キクは属の中に約43種がありますが、一般に園芸で親しまれている種は幾つかの種とその園芸品種です。例えば、中国原産で日本でも古典菊として古くから親しまれヨーロッパでは洋菊として発展しているキク(イエギク)、日本固有種のノジギク等が親しまれています。
キク属の種ごとの育て方は写真か育て方をクリックすると出てくる為よかったらそちらをご覧下さい!
このページでは主な種の種類と特徴、園芸品種の種類と特徴を紹介しています。
キクの主な種の目次
①キク(イエギク) 開花時期:夏菊(5月~6月or7月~8月)/夏秋菊(7月・8月・9月)/秋菊(10月~11月)/寒菊(12月~1月)/二度咲き菊(6月・10月) | ②ノジギク 開花時期:10月~11月 |
③その他の種や園芸品種 |
キクの特徴や園芸品種
原産:中国
学名:Chrysanthemum × morifolium(syn.

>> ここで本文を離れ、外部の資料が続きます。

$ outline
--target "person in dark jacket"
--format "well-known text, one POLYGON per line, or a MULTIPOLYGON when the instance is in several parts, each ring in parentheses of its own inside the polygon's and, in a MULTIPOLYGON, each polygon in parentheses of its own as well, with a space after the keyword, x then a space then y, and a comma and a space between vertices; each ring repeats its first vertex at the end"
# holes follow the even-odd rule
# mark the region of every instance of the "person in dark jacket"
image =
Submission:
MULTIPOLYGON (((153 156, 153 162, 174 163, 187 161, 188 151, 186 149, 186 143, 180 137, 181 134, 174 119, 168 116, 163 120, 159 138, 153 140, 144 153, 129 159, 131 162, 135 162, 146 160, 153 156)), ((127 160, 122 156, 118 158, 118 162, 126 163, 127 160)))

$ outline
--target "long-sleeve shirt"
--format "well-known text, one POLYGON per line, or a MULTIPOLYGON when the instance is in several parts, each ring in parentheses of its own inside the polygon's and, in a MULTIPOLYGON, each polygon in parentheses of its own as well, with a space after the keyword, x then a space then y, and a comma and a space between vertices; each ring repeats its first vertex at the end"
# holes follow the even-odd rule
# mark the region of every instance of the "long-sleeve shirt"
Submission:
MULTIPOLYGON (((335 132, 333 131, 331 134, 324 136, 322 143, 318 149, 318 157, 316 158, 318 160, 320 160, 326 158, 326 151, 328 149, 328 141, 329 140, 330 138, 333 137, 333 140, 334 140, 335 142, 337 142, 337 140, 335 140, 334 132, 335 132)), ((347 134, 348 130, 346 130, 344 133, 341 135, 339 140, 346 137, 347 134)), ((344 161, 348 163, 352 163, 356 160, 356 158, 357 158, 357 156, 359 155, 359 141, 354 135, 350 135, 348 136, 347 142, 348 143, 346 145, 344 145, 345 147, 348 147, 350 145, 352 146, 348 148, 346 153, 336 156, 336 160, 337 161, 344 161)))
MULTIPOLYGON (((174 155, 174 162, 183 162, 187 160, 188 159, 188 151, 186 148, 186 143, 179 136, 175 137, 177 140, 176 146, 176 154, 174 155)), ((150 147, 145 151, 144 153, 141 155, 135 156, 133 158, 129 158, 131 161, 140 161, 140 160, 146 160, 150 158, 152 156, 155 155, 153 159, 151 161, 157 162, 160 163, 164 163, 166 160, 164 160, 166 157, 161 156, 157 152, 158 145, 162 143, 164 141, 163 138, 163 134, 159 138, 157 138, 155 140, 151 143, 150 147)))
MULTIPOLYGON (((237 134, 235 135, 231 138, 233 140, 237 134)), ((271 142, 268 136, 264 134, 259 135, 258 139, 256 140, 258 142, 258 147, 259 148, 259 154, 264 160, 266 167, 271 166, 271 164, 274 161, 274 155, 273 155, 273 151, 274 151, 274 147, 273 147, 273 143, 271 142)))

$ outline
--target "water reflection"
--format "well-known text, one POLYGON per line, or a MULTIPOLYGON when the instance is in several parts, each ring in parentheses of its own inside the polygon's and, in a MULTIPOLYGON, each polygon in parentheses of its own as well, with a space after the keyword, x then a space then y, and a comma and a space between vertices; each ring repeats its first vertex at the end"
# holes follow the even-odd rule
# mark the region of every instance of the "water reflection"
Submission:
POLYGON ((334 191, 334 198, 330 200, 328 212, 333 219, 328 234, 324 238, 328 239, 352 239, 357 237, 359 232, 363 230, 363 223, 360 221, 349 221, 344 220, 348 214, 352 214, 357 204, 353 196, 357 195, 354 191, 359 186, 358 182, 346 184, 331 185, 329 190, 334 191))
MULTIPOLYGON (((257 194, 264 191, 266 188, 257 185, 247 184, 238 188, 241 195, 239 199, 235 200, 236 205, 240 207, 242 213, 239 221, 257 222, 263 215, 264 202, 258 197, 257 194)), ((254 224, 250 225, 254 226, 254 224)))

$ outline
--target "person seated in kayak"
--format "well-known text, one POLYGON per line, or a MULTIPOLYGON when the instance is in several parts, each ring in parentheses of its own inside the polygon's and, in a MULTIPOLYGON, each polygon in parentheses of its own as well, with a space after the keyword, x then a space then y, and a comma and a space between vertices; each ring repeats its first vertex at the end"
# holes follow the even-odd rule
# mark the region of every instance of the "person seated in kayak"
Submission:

Chrysanthemum × grandiflorum)
草丈:約20~100cm多年草
分類:
開花時期:夏菊(5月~6月or7月~8月)/夏秋菊(7月・8月・9月)/秋菊(10月~11月)/寒菊(12月~1月)/二度咲き菊(6月・10月)
花色:赤色●桃色●橙色●黄色●紫色●緑色●白色〇
葉色:緑色●黄色●白色〇
耐暑性:強い
耐寒性:強い
誕生花:9月9日/赤色:10月1日/黄色:11月3日/白色:11月23日/赤色:11月27日/12月13日
花言葉:高貴/高潔/高尚/白色限定「真実」/黄色限定「破れた恋」/赤色限定「あなたを愛します」
用途:切り花
キクとは!?
キク(イエギク)は学名Chrysanthemum × morifolium(syn. Chrysanthemum × grandiflorum)、中国のシマカンギク(C.indicum)を中心にチョウセンノギク(C.zawadskii var.latilobum)等の種が交雑(交配)されて生まれた雑種の多年草です。日本では奈良時代に渡来した後、江戸時代になると盛んに品種改良が行われ地域独特の形に発展を遂げています。またこれらは「古典ギク」とも呼ばれ多くの園芸品種がうみ出されており今でも親しまれています。
キクの語源(由来)
- 属名のChrysanthemumは古代ギリシア語で「金」を意味する「χρυσός(chrysos)」と、「花」を意味する「ἄνθεμον」の2語からなり、花の色に由来しています。
キクの特徴(魅力)
- キクは古くから栽培されており品種改良が盛んに行われています。
- 花形が非常に豊富で日本では和菊(大菊・古典菊)の中に様々な花形があり洋菊では花形が12(~13)種類に分類されます。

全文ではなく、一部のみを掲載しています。